I tend to agree with your invocation of xenia, but I'm not sure it applies to simulations. At what point do simulated entities become my guests? When I buy the shrink-wrap software? When I install the package? When I hit start?
I really remain unconvinced that the metaphor applies.
Applying the notion of information-theoretic death to simulated beings results in the following answers:
Slowing down a simulation also does harm if there are interactions which the simulation would prefer to maintain which are made more difficult or impossible.
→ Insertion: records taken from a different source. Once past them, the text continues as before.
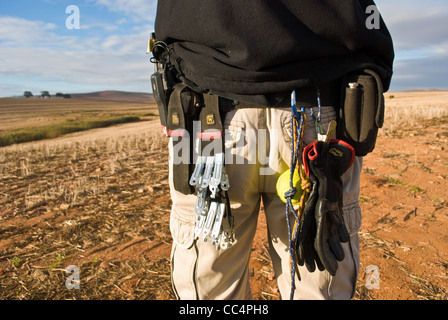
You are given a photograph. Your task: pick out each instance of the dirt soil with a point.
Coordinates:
(101, 202)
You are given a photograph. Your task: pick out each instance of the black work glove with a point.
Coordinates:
(328, 162)
(306, 254)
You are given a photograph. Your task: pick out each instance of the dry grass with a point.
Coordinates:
(405, 110)
(100, 200)
(70, 203)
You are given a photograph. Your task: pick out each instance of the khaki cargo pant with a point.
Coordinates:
(258, 140)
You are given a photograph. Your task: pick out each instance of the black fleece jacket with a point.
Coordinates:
(257, 51)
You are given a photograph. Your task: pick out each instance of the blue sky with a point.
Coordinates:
(108, 52)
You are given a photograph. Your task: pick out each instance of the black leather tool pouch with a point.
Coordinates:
(362, 111)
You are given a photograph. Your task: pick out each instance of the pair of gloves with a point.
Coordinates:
(322, 228)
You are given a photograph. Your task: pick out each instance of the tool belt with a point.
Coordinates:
(361, 113)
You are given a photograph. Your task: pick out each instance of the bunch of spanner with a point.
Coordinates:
(212, 219)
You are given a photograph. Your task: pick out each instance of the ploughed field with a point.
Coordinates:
(98, 199)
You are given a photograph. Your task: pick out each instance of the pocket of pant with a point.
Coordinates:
(182, 230)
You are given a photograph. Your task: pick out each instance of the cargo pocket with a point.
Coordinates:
(343, 285)
(235, 141)
(183, 257)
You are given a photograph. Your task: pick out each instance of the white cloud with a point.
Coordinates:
(138, 10)
(33, 50)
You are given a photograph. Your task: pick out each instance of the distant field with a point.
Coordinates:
(32, 119)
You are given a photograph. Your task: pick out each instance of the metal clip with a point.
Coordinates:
(198, 170)
(216, 232)
(208, 172)
(330, 131)
(210, 219)
(200, 221)
(200, 201)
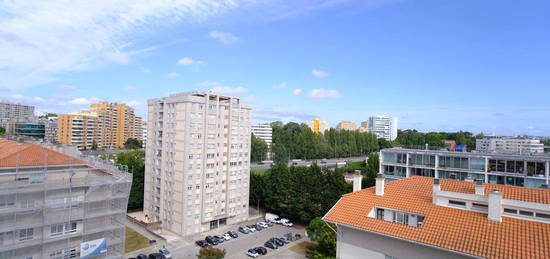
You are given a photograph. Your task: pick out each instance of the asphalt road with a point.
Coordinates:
(329, 162)
(236, 248)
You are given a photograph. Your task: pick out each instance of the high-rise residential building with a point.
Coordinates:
(318, 126)
(425, 218)
(108, 125)
(383, 126)
(264, 132)
(55, 205)
(9, 111)
(197, 164)
(495, 168)
(80, 129)
(346, 125)
(364, 126)
(509, 145)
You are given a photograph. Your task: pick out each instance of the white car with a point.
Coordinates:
(263, 224)
(252, 253)
(226, 236)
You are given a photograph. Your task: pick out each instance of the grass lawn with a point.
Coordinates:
(134, 241)
(301, 247)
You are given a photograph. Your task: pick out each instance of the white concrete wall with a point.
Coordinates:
(360, 244)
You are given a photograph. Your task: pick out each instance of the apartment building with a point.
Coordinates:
(346, 125)
(423, 218)
(364, 126)
(494, 168)
(509, 145)
(197, 164)
(55, 205)
(383, 126)
(80, 129)
(108, 125)
(10, 110)
(318, 126)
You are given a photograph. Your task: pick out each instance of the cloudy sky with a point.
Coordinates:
(482, 66)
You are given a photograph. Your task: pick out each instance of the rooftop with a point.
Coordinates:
(462, 231)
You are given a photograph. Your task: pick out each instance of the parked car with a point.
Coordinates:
(156, 256)
(201, 243)
(287, 224)
(252, 253)
(227, 236)
(166, 253)
(277, 241)
(261, 250)
(212, 240)
(233, 234)
(271, 245)
(262, 224)
(252, 228)
(258, 226)
(244, 229)
(220, 238)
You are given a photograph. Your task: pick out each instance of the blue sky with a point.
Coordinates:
(482, 66)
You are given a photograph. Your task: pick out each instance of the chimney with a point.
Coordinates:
(495, 205)
(480, 189)
(435, 188)
(380, 184)
(357, 182)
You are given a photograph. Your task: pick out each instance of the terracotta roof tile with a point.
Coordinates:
(14, 154)
(454, 229)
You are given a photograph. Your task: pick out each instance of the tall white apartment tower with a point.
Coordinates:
(383, 126)
(197, 165)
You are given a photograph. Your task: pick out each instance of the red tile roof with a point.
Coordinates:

The same would apply to halting a simulation.
Request for clarification:
Do I understand this properly to say that if the stopped simulation had been derived from the save file state using non-deterministic or control-console inputs, inputs that are not duplicated in the restarted simulation, then harm is done?
Hmmm. I am imagining a programmer busy typing messages to his simulated "creations":
Looks at what was entered ...
Thinks about what just happened. ... "Aw Sh.t!"
As I understand it, yes. But the harm might not be as bad as what we currently think of as death, depending on how far back the restore went. Backing one's self up is a relatively common trope in a certain brand of Singularity fic (e.g. Glasshouse).
(I needed three parentheses in a row just now: the first one, escaped, for the Wikipedia article title, the second one to close the link, and the third one to appear as text.)